A new identity fraud victim was hit every two seconds in America in 2013, according to a Javelin Strategy & Research Fraud Study.

AARP and Washington State Attorney General Bob Ferguson teamed up to teach seniors in our area how to protect themselves against all types of fraud.

AARP recently did a study of internet users to create a profile of someone who is most likely to become a victim of internet fraud.

The study revealed that that average age of an internet fraud victim is 48.

The data also shows that lottery sweepstake and investment fraud all target seniors specifically.

Today specialists taught seniors how to avoid becoming that victim.

They focused on monitoring all online accounts and say it is important to change their password regularly.  

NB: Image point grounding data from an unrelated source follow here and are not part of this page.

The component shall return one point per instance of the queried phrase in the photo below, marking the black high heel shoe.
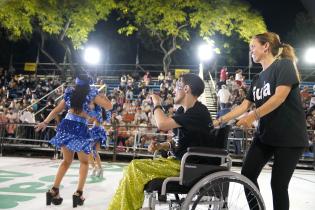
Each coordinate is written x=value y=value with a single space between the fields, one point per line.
x=77 y=199
x=52 y=196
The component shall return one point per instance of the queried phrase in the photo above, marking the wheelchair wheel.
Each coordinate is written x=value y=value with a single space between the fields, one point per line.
x=224 y=190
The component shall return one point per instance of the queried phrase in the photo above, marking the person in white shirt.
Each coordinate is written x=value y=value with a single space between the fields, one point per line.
x=224 y=96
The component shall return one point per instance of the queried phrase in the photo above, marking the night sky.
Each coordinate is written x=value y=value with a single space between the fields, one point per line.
x=279 y=16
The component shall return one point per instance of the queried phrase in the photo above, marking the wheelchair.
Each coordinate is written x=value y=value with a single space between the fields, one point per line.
x=204 y=184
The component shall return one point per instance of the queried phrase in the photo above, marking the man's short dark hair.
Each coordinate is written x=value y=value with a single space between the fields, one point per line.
x=194 y=82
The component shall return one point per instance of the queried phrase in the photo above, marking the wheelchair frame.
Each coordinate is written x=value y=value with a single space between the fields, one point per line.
x=204 y=180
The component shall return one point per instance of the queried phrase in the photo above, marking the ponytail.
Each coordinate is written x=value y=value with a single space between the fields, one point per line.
x=287 y=51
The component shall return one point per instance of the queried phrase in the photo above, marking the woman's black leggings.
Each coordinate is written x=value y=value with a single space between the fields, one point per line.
x=284 y=163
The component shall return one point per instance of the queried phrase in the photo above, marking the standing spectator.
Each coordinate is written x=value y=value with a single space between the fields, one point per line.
x=239 y=77
x=223 y=75
x=224 y=96
x=129 y=93
x=161 y=78
x=147 y=78
x=123 y=81
x=281 y=133
x=169 y=78
x=305 y=96
x=312 y=101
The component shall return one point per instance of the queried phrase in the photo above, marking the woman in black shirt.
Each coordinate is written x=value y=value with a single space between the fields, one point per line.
x=281 y=132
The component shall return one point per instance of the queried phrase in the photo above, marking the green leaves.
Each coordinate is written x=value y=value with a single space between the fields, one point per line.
x=75 y=18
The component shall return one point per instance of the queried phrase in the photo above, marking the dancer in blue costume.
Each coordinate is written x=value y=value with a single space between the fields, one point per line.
x=98 y=134
x=73 y=134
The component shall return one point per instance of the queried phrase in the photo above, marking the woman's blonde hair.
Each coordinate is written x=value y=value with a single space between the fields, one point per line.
x=278 y=49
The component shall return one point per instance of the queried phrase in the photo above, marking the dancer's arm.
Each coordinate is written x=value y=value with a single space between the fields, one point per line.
x=236 y=112
x=103 y=101
x=51 y=116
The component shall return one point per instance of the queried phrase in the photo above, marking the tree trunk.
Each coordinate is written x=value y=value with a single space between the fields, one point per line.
x=42 y=45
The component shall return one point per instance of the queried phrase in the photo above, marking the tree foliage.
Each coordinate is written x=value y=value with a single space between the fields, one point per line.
x=302 y=34
x=170 y=22
x=68 y=21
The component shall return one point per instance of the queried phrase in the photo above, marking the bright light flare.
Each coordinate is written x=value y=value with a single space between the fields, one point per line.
x=92 y=55
x=205 y=52
x=310 y=55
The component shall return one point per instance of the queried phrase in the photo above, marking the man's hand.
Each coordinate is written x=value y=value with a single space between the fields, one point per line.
x=156 y=99
x=247 y=121
x=153 y=146
x=41 y=126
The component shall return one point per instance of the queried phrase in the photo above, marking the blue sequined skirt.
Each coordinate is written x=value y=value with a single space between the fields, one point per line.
x=73 y=133
x=98 y=134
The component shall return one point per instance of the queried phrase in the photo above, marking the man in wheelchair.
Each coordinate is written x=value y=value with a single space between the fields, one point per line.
x=191 y=123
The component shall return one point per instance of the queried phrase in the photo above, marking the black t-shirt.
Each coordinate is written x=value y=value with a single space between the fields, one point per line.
x=286 y=125
x=195 y=128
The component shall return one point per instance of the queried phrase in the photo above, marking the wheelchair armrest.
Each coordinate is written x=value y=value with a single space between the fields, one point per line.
x=204 y=152
x=208 y=150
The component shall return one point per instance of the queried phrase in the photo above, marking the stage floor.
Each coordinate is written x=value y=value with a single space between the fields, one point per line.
x=24 y=181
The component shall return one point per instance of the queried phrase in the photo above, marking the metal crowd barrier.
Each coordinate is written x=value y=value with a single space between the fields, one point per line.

Doug Shadel the state director for AARP Washington said the study also shows that there are some major differences between people of all ages who fall for scams and people who don't.

"Victims are much more likely to click on pop-ups, they are much more likely to answer emails from unknown senders, and much more likely to sign up for free trial offers," Shadel said. "Perhaps the most significant thing is that they are also more likely to have a negative life event like an illness, loss of a job, feeling of isolation."

Shadel said it is hard to get an exact number of people who fall victim to fraud because a lot of them are too embarrassed to report it.